Prosaïquement et naïvement, des apprentis sorciers de la stratégie avancent des solutions à première vue simplistes. Si le montant de ces pertes reflète sérieusement la réalité, rien ne devrait interdire un passage à l’action, pourquoi se contenter d’une déclaration de guerre, lorsqu’on peut l’entreprendre et s’en doter les moyens.
L’Etat n’a peut-être pas dans ses caisses les crédits nécessaires pour s’équiper d’engins volants pour la surveillance et d’embarcations rapides pour l’arraisonnement des bâtiments pilleurs. A l’inverse l’Etat possède des capacités insoupçonnables de contracter des dettes, et actuellement il ne s’en prive pas même si les pouvoirs publics restent discrets voire secrets en ce domaine.
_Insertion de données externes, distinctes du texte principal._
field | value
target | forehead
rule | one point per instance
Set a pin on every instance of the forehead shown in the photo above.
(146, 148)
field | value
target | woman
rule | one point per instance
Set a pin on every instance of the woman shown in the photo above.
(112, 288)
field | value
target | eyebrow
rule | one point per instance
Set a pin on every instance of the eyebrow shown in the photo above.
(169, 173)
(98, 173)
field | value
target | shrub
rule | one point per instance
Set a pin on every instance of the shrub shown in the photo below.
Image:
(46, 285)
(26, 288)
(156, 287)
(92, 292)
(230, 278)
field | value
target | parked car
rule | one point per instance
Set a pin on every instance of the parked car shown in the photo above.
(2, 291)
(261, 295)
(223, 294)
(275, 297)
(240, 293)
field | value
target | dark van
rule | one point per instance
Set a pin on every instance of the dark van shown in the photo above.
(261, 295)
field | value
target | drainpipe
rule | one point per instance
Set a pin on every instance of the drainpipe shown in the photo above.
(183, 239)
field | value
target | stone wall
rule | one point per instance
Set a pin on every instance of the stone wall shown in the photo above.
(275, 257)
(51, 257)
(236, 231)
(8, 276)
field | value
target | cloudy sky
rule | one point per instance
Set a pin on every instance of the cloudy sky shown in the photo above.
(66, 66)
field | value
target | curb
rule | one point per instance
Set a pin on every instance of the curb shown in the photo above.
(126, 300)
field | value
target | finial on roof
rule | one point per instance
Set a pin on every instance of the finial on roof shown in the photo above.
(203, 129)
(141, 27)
La recherche de financement pour organiser une défense efficace contre le pillage des mers serait d’autant plus aisée qu’un dossier à l’appui de chiffres sérieux sur les pertes dues à ce banditisme des océans, constituerait un dossier bancable avec les garanties d’un remboursement grâce aux saisies sur les prises frauduleuses. Au contraire des autres dettes, en la matière l’Etat n’hypothèquerait même pas l’avenir des générations futures, il peut s’autoriser à contracter comme l’on procède dans le secteur privé, un prêt à court ou moyen terme.
Cette solution est peut-être un peu trop simpliste qu’elle ne trouve pas client. A y bien réfléchir elle a pourtant des chances de se révéler d’une grande efficacité et c’est peut-être là que se trouve le nœud du problème. Moins spectaculaire qu’en ce qui concerne le secteur des céréales, la pêche traverse une réelle crise à l’échelon planétaire. Tout le monde ne trouve pas intérêt dans la disparition des zones libres de pillage.